Pointing to the recent setbacks faced by Atlantic Sapphire, the leading land-based aquaculture company in the world, veteran fish farmers in BC have said that the people behind the mega land-based farms are mostly about raising money, not raising fish.
“And they are failing on both fronts,” said one fish farmer.
Atlantic Sapphire which has been the go-to example for the activists, who insist that land-based salmon farming can immediately replace ocean-based salmon aquaculture on Canada’s west coast, recently announced that it had suffered a net loss of USD 51.5 million in the first six months of 2021.
This triggered a share price crash wiping $250 million off Atlantic Sapphire’s market cap as analysts said the company is now worth $1 billion less than it was just 6 months ago.
Intrafish reported that the recent share price falls experienced by Atlantic Sapphire appear to show that 2021 could be the year investors turn away from the high-flying stocks of land-based salmon farmers.
Collectively since the start of the year, the world’s major land-based farmers, most of them listed on the Oslo Stock Exchange, have seen their market caps collapse by nearly $1 billion, the seafood industry news site said.
The RAS (Recirculating Aquaculture System) market has been hyped in the past 2-3 years, with many jumping on the band wagon, said land-based salmon farmer Nordic Aquafarm.

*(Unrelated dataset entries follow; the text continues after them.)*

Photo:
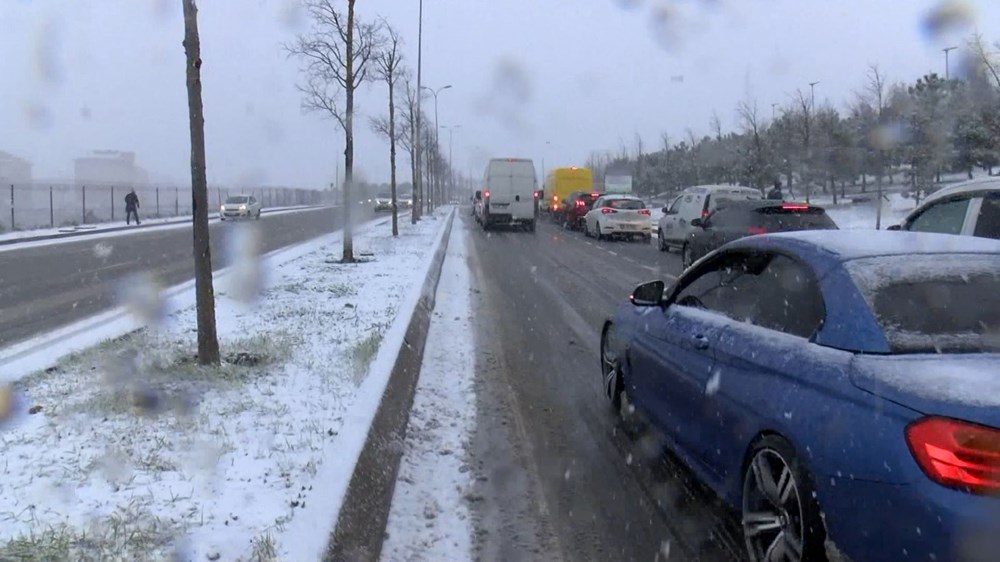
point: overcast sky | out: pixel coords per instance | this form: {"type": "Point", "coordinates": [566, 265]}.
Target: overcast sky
{"type": "Point", "coordinates": [545, 79]}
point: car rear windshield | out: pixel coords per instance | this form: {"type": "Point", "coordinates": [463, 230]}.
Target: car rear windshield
{"type": "Point", "coordinates": [626, 204]}
{"type": "Point", "coordinates": [788, 218]}
{"type": "Point", "coordinates": [934, 303]}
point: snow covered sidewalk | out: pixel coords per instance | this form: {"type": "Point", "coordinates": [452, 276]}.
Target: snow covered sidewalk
{"type": "Point", "coordinates": [430, 518]}
{"type": "Point", "coordinates": [134, 452]}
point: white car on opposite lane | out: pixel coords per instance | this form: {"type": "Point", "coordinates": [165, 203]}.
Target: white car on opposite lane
{"type": "Point", "coordinates": [622, 216]}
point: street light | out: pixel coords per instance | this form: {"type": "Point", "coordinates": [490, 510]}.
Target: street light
{"type": "Point", "coordinates": [451, 168]}
{"type": "Point", "coordinates": [418, 189]}
{"type": "Point", "coordinates": [947, 73]}
{"type": "Point", "coordinates": [436, 128]}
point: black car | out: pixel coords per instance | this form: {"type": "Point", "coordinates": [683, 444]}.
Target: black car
{"type": "Point", "coordinates": [746, 218]}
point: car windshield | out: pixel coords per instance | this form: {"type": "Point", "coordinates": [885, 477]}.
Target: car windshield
{"type": "Point", "coordinates": [223, 338]}
{"type": "Point", "coordinates": [626, 204]}
{"type": "Point", "coordinates": [934, 303]}
{"type": "Point", "coordinates": [790, 218]}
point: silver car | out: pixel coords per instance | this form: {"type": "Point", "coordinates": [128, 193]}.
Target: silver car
{"type": "Point", "coordinates": [240, 207]}
{"type": "Point", "coordinates": [970, 208]}
{"type": "Point", "coordinates": [697, 202]}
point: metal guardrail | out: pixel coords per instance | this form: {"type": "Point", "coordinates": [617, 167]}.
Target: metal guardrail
{"type": "Point", "coordinates": [33, 205]}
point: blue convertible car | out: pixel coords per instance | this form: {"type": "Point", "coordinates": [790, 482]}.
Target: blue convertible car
{"type": "Point", "coordinates": [840, 390]}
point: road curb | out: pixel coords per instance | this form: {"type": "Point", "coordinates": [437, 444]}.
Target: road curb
{"type": "Point", "coordinates": [360, 525]}
{"type": "Point", "coordinates": [97, 230]}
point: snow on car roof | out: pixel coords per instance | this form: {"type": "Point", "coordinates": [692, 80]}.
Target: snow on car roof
{"type": "Point", "coordinates": [982, 184]}
{"type": "Point", "coordinates": [854, 244]}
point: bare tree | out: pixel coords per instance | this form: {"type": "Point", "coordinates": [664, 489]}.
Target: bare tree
{"type": "Point", "coordinates": [715, 125]}
{"type": "Point", "coordinates": [335, 53]}
{"type": "Point", "coordinates": [876, 95]}
{"type": "Point", "coordinates": [208, 341]}
{"type": "Point", "coordinates": [388, 67]}
{"type": "Point", "coordinates": [985, 56]}
{"type": "Point", "coordinates": [752, 127]}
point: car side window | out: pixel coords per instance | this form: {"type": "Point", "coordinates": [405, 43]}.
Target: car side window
{"type": "Point", "coordinates": [988, 221]}
{"type": "Point", "coordinates": [767, 290]}
{"type": "Point", "coordinates": [946, 217]}
{"type": "Point", "coordinates": [788, 298]}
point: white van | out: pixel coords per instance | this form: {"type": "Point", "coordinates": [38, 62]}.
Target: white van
{"type": "Point", "coordinates": [696, 203]}
{"type": "Point", "coordinates": [510, 194]}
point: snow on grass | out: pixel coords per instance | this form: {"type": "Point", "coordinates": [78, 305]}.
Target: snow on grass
{"type": "Point", "coordinates": [430, 519]}
{"type": "Point", "coordinates": [137, 452]}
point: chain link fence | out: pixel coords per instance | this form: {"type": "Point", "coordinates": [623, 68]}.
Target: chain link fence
{"type": "Point", "coordinates": [35, 205]}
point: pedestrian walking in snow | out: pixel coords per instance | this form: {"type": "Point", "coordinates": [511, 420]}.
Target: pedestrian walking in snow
{"type": "Point", "coordinates": [131, 207]}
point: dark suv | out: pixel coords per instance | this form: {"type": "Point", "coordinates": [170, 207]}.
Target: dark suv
{"type": "Point", "coordinates": [572, 210]}
{"type": "Point", "coordinates": [746, 218]}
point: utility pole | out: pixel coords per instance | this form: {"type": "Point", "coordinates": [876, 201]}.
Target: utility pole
{"type": "Point", "coordinates": [947, 70]}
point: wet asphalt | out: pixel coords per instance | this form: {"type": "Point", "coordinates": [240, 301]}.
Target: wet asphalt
{"type": "Point", "coordinates": [46, 287]}
{"type": "Point", "coordinates": [558, 476]}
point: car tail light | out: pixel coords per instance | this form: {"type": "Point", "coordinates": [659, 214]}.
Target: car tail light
{"type": "Point", "coordinates": [957, 454]}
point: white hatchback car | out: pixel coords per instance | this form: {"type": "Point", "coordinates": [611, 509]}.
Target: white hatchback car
{"type": "Point", "coordinates": [970, 208]}
{"type": "Point", "coordinates": [240, 207]}
{"type": "Point", "coordinates": [619, 215]}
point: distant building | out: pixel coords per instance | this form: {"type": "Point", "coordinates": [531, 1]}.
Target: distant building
{"type": "Point", "coordinates": [109, 167]}
{"type": "Point", "coordinates": [14, 169]}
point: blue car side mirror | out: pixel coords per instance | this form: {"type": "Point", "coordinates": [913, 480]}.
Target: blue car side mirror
{"type": "Point", "coordinates": [648, 294]}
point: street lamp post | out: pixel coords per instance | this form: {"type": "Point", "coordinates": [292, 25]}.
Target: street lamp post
{"type": "Point", "coordinates": [418, 189]}
{"type": "Point", "coordinates": [451, 168]}
{"type": "Point", "coordinates": [947, 70]}
{"type": "Point", "coordinates": [437, 140]}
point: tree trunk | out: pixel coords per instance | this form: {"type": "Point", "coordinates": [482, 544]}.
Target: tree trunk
{"type": "Point", "coordinates": [208, 341]}
{"type": "Point", "coordinates": [348, 255]}
{"type": "Point", "coordinates": [878, 203]}
{"type": "Point", "coordinates": [392, 157]}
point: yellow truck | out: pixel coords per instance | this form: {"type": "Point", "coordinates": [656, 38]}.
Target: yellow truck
{"type": "Point", "coordinates": [560, 182]}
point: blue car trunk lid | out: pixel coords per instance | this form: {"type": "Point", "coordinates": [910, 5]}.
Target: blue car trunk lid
{"type": "Point", "coordinates": [961, 386]}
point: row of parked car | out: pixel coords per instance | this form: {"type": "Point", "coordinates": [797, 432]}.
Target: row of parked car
{"type": "Point", "coordinates": [704, 218]}
{"type": "Point", "coordinates": [840, 391]}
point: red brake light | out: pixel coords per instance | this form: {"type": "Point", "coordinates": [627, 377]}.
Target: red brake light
{"type": "Point", "coordinates": [957, 454]}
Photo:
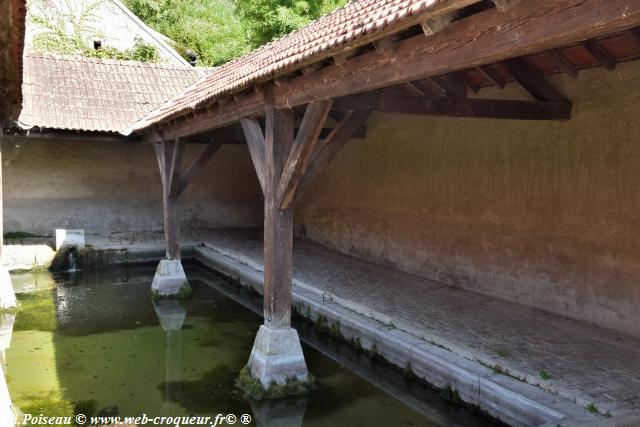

Stock prices have soared long before capabilities have been proven in new companies – that tends to generate a bubble in any industry, it said.
Intrafish also reported that six out of seven publicly traded land-based firms have seen their share price slide in 2021.
Among them are Proximar Seafood, which has seen its share price plunge 57 percent, AquaBounty, whose shares are at half the level as they were at the start of the year and Kingfish Company, which has seen its share price drop 30 percent in the opening eight months of 2021.
Several other studies, from government, industry and scientists have shown that growing fish on land to market size will impact climate change, at a greater pace.
The studies have also shown land-based farms will leave a damaging ecological footprint due to high power consumption and land use or that growing just 75,000 tons of salmon would require 4.16 billion litres of water just to fill the tanks.
A global report on The Evolution of Land-based Atlantic Salmon Farms shows that farming Atlantic salmon in their natural environment — the ocean — is the responsible way to farm.
Other challenges to land based RAS grow-out facilities include the global shortage of a trained workforce, fish health, broodstock development, stocking densities, and financial risks, according to The State of Salmon Aquaculture Technologies study released in February 2020.
The BC Salmon Farmers Association said land-based salmon farming currently has significant challenges which need to be addressed before it becomes a viable option for full scale commercial production.
“At present, the land-based “movement” still has to deal with issues like energy consumption, water rights/use, market acceptance, cost of production, and—while strides have been made in this area—so-called “off-flavours” are still an issue,” said Jim Parsons, the president of the Northwest Aquaculture Alliance (NWAA).